The survey found 81.99 per cent of Bihar’s total population was Hindu, followed by 17.7 per cent Muslims.


 The release of the caste survey data on the occasion of the birth anniversary of Mahatma Gandhi, two months before the Assembly polls in three Hindi heartland states – Chhattisgarh, Madhya Pradesh and Rajasthan, and six months ahead of the 2024 Lok Sabha elections, triggered renewed demands, including from the Congress, for a nationwide caste census.


The survey could also open the door to challenging the current 50 per cent ceiling on quotas in educational institutions and jobs, and potentially reset the contours of the Mandal-Kamandal politics of the 1990s.

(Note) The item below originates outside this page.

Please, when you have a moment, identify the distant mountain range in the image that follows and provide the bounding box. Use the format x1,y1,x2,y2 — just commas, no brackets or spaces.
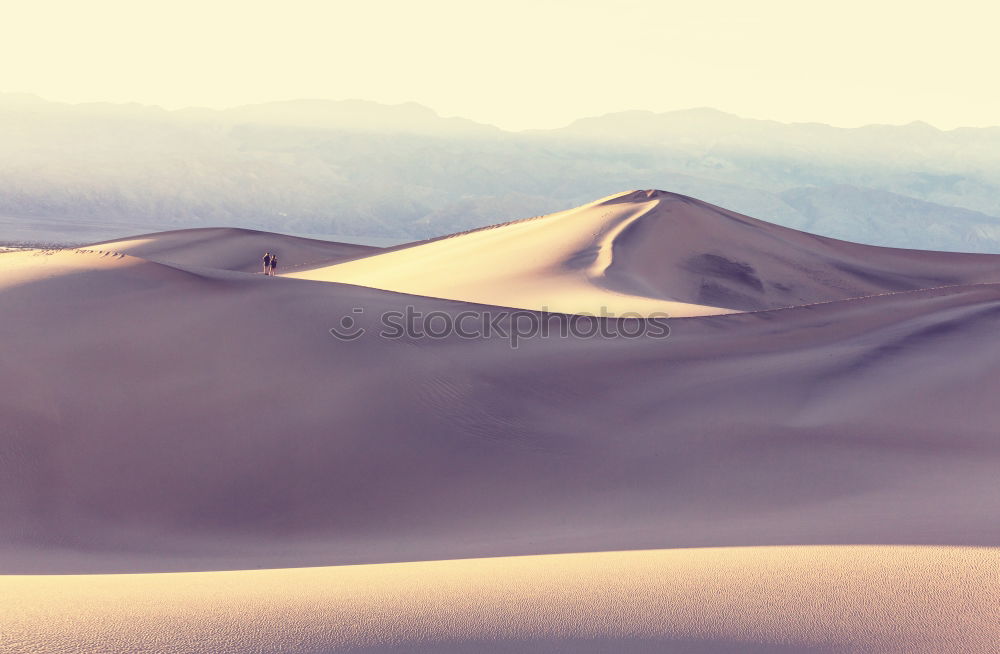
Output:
0,94,1000,252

 In the run-up to the Karnataka Assembly polls in May, the Congress had committed in its manifesto to release the caste census data conducted during the previous Siddaramaiah government (2013-18). Demand for a countrywide caste census is a crucial plank of nearly all INDIA bloc parties, except the Trinamool Congress. After Bihar, the Odisha government also ordered a caste survey.


 A few hours after the Bihar government made the data public, Prime Minister Narendra Modi, at his public meeting in poll-bound Madhya Pradesh’s Gwalior, said the Opposition has played with the emotions of the poor and divided the country on caste lines for six decades — a “sin” which it was committing now as well. The Congress is the principal Opposition to the Bharatiya Janata Party (BJP) in MP.


 However, former Bihar deputy CM Sushil Modi, currently a Rajya Sabha member, said the BJP supported the caste survey, and claimed the decision to conduct the survey was taken during the Janata Dal (United)-BJP coalition government, and that the Rashtriya Janata Dal was trying to claim undue credit for it. Sushil Modi said the survey collected data on 27 counts, and not just caste status of the population, and demanded its release. Sources said the Bihar government could soon release the socio-economic data of the survey.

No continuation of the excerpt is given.